First, Sandy Rogers of IDC commented that what she finds interesting “is that even if you have one service that you have deployed, you need to have as much information as possible around how it is being used and how the trending is happening regarding the up-tick in the consumption of the service across different applications, across different processes.” I couldn’t agree more on this item. I have seen first hand the value in collecting this information and making it available. Unfortunately, all too often, the need for this is missed when people are looking for funding. Funding is focused on building the service and getting it out the door on-time and on-budget, and operation concerns are left to classic up/down monitoring that never leaves the walls of IT operations. We need to adjust the culture so that monitoring of the usage is a key part of the project success. How can we make any statements on the value of a service, or any IT solution for that matter, if we aren’t monitoring how that service is being used? For example, I frequently see projects that are proposed to make some manual process more efficient. If that’s the value play, are we currently measuring the cost of the manual activity, and how are we quantifying the cost of doing it the new way? Looking at the end database probably isn’t good enough, because that only shows the end results of processing, not the pace of processing. Automated a process enables you to process more, but if demand is stable, the end result will still look the same. The difference lies in the fact that people (and systems) have more time available for other activities.

Sandy went on to state:

They (organizations) need a lot more visibility and an understanding of the strains that are happening on the system, and they need to really build up a level of trust. Once they can add on to the amount of individuals that have that visibility, that trust starts to develop, more reuse starts to happen, and it starts to take off.

Joe picked on this stating “that the foundation of SOA is trust.” No arguments here. If the culture of the organization is one of distrust, I see them of having very slim chances of having any success with SOA. Joe correctly called out that a lot of this hinges on governance. I personally believe that governance is how an organization changes behavior and culture. Lack of trust is a behavior and trust issue. Only by clearly stating what the desired behavior is and establishing policies that create that behavior can culture change happen.

Anthony provided a great anecdote from the roll-out of their ESB stating that they spent 18 months justifying its use and dealing with every outage starting with someone saying, “TIBCO is down.” In reality, it was usually some back end service or component being down, but since the TIBCO ESB was the new thing, everyone blamed it. By having great measurements and monitoring, they were able to get to root cause.

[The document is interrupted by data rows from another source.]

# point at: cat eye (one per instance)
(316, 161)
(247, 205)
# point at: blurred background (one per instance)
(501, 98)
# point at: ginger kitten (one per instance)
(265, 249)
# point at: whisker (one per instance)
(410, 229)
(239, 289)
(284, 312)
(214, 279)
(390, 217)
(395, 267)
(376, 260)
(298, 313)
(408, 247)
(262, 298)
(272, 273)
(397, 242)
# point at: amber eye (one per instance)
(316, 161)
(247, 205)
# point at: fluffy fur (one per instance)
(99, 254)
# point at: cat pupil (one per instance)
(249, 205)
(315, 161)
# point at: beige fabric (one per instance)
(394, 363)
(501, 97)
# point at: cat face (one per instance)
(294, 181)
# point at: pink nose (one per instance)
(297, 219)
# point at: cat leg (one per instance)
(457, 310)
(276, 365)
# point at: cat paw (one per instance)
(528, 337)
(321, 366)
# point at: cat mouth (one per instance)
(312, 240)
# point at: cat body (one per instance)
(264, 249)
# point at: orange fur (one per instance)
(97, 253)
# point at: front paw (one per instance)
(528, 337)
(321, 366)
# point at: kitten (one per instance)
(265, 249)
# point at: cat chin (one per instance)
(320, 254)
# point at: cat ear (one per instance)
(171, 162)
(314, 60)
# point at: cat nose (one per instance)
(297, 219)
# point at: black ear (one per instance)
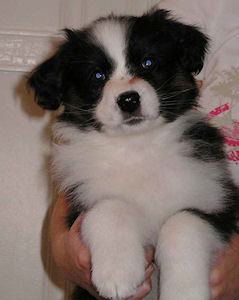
(45, 80)
(192, 47)
(189, 43)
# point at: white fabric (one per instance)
(219, 19)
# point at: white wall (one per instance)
(28, 30)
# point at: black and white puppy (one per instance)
(137, 155)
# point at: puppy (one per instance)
(135, 153)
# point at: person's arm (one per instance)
(224, 279)
(73, 257)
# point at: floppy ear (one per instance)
(46, 82)
(192, 47)
(190, 44)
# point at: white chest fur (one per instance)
(150, 169)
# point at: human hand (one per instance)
(73, 257)
(224, 279)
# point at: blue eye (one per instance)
(147, 63)
(99, 75)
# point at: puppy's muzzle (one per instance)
(129, 102)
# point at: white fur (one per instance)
(110, 35)
(134, 185)
(108, 112)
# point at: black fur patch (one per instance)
(80, 294)
(176, 50)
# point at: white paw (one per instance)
(118, 279)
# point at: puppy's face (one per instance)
(123, 73)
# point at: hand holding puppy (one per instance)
(73, 257)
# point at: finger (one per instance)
(149, 255)
(218, 292)
(149, 271)
(216, 277)
(76, 225)
(142, 290)
(199, 83)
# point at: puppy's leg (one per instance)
(114, 232)
(184, 251)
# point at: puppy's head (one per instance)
(123, 73)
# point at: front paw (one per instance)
(118, 279)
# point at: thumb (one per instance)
(76, 225)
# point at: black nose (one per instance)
(129, 102)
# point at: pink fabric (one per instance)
(219, 19)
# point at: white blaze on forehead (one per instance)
(111, 34)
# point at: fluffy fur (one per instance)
(136, 155)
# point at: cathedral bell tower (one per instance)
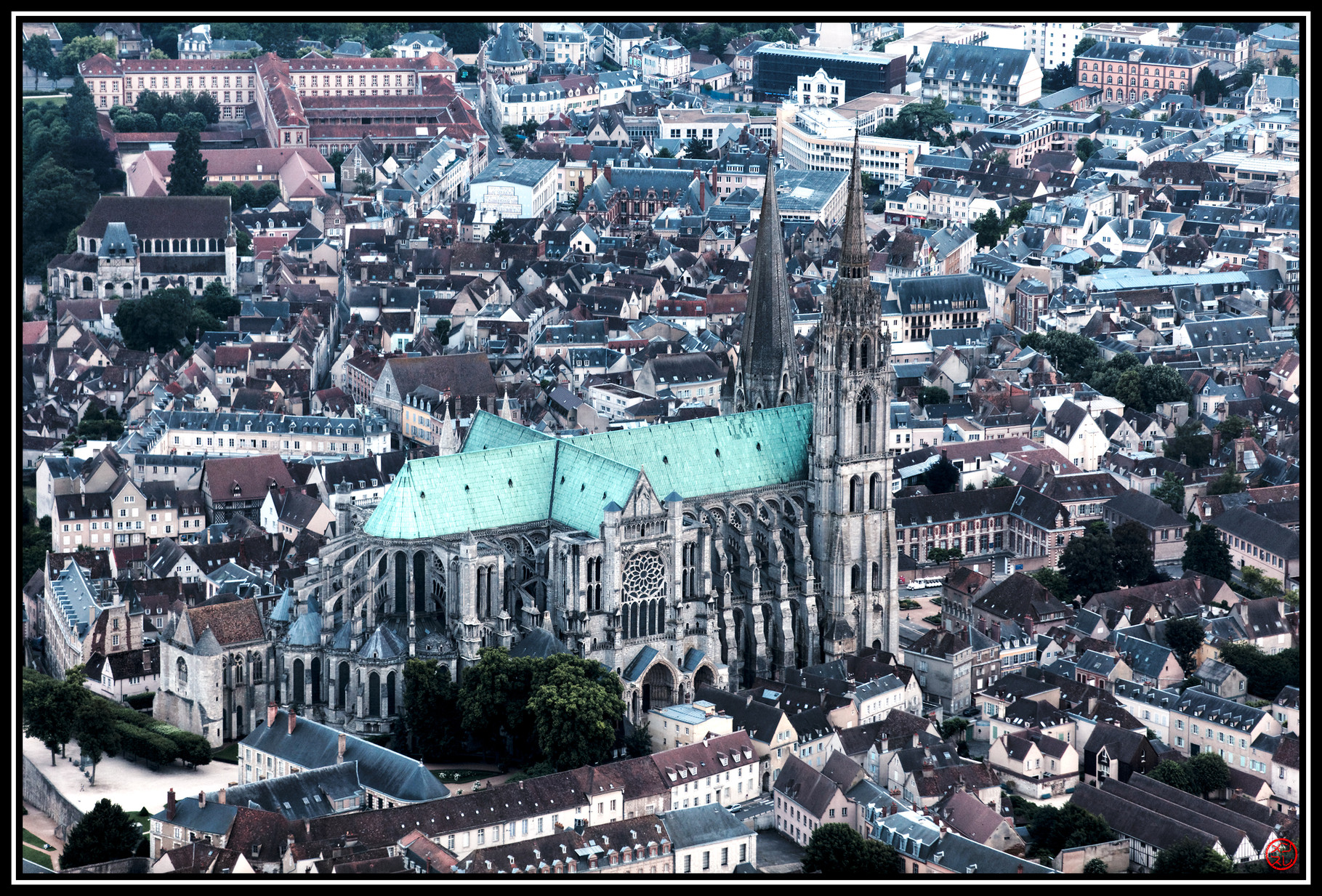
(853, 517)
(768, 373)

I had the exact same situation at a prior company, and it was fun watching the shift as people blamed the new infrastructure, and I would say, “No, it’s up, and the metrics it has collected makes me think the problem is here.”

A bit later in the podcast, Joe mentioned a conversation with Rourke earlier in the day, commenting that “predictive analytics, which is a subset of business intelligence (BI), is now moving into the systems management space.” This sounds very familiar…

Rourke also made a great comment when referring to a customer who said “their biggest fear is that their SOA initiative will be a victim of its own success.” He went on to say:

That could make SOA a victim of its own success. They will have successfully sold the service, had it reused over and over and over and over again. But, then, because of that reuse, because they were successful in achieving the SOA dream, they now are going to suffer. All that business users will see from that is that “SOA is bad,” it makes my applications more fragile, it makes my applications slow down because so many people are using the same stuff.

That was a great point. SOA, if it is successful, should result in an increase in the number of dependencies associated with an IT solution. Many people shudder at that statement, but the important thing is that there should be those dependencies. What’s bad is when those dependencies aren’t effectively managed and monitored. The lack of effective management results in complicated, ad hoc processes that give the perceive that the technology landscape is overly complex.

This was one of the better panel discussion I’ve heard in a while. I encourage you to give it a listen.